# How do I print wirelessly on Windows XP with airport express? I've tried bonjour buht



## hiimpaulkim (Nov 10, 2008)

but then it doesn't work. bonjour doesn't scan anything. i've been not wirelessly printing in the past 4 months that i've had this thing -_-;;

http://macosx.com/tech-support/printing-wirelessly-from-canon-mp520/338813.html

there ya go ^^

i have latest windows xp sp3 and i have wifi on/off on my macbook pro. i only use bootcamp btw


----------



## Satcomer (Nov 10, 2008)

Well can anyone print to that printer? Is there something wrong with the printer (i.e. out of ink, out of paper, no power)? You did install the Windows XP Boot Camp  drivers from the OS X install disk? Did you install Bonjour for Windows 1.0.5? 
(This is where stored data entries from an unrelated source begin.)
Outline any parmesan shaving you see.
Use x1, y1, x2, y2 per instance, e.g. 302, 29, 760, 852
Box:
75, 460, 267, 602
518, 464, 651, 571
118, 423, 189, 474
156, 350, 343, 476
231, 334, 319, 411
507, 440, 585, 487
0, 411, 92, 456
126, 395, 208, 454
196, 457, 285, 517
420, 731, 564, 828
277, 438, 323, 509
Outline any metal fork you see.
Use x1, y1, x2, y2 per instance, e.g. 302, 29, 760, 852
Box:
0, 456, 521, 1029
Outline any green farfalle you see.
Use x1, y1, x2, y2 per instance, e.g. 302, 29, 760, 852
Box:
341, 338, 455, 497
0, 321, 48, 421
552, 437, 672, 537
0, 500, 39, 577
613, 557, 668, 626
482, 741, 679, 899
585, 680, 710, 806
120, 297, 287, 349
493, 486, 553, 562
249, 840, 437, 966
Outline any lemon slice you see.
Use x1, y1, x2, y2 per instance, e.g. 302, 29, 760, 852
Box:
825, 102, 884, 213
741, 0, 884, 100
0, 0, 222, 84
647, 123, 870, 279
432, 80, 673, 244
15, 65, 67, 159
Can you ping the printer? Have you used the Airport software and does it see the printer? 

As you can see we need MORE information to help you.


----------



## hiimpaulkim (Nov 10, 2008)

Satcomer said:


> Well can anyone print to that printer? Is there something wrong with the printer (i.e. out of ink, out of paper, no power)? You did install the Windows XP Boot Camp  drivers from the OS X install disk? Did you install Bonjour for Windows 1.0.5?
> 
> Can you ping the printer? Have you used the Airport software and does it see the printer?
> 
> As you can see we need MORE information to help you.



Hi! Thanks so much for the quick response! I really appreciate it given that I've lived with this printer without wireless printing for more than three months now -_-;;

Nothing is wrong with this printer. I can print PERFECTLY fine on Mac OS X both wirelessly and via ethernet cable (which can be enabled on airport express menu).

Yes, I have installed the Bonjour for Windows the latest version!

It can see my printer now for some reason -_-;;
I chose the driver for my printer. I clicked on finish.


Ok now I try to print test a blank untitled notepad on my printer which I called it, "Canon Mp520 Wifi" and it says an error occured!

here I have attached photos
Do you happen to have something called TeamViewer?

It's where you "ichat screen share" but for Windows and OS X as well.

I can email you my MSN/AIM/SKYPE.

Thank you so much sir! Your kind input is much appreciated with thankfulness!\\
Edit pictures:

http://i34.tinypic.com/derx9z.png

http://i38.tinypic.com/mrbr6v.jpg

http://i37.tinypic.com/2z5pul5.jpg

Thank you everyone!


----------



## Satcomer (Nov 11, 2008)

Did you see the article Printing from a Windows XP PC to a printer attached to an Airport Extreme Base Station or Airport Express ? Does the XP get onto the wireless OK?


----------



## ElDiabloConCaca (Nov 11, 2008)

Any firewall issues perhaps preventing printing?  Can you temporarily turn off the firewall on Windows and see if that helps?


----------



## hiimpaulkim (Nov 11, 2008)

I don't even have an AV on windows 

Yes I have firewall turned off

i looked at that link thanks!


----------



## hiimpaulkim (Nov 12, 2008)

great! i just got it working on my main laptop which is connected via cat5 cable.

however now i tried to add my sister's laptop to the printer and when i installed bonjour for her comp, i can't find the PRINTER wizard!

This is really weird. The only thing in this bonjour folder is "mDNSResponder.exe, About Bonjour.rtf, mdnsNSP.dll"

WTF? on my mbp the whole printer wizard and whatnot is in there...

i mean wtf is going on here?


----------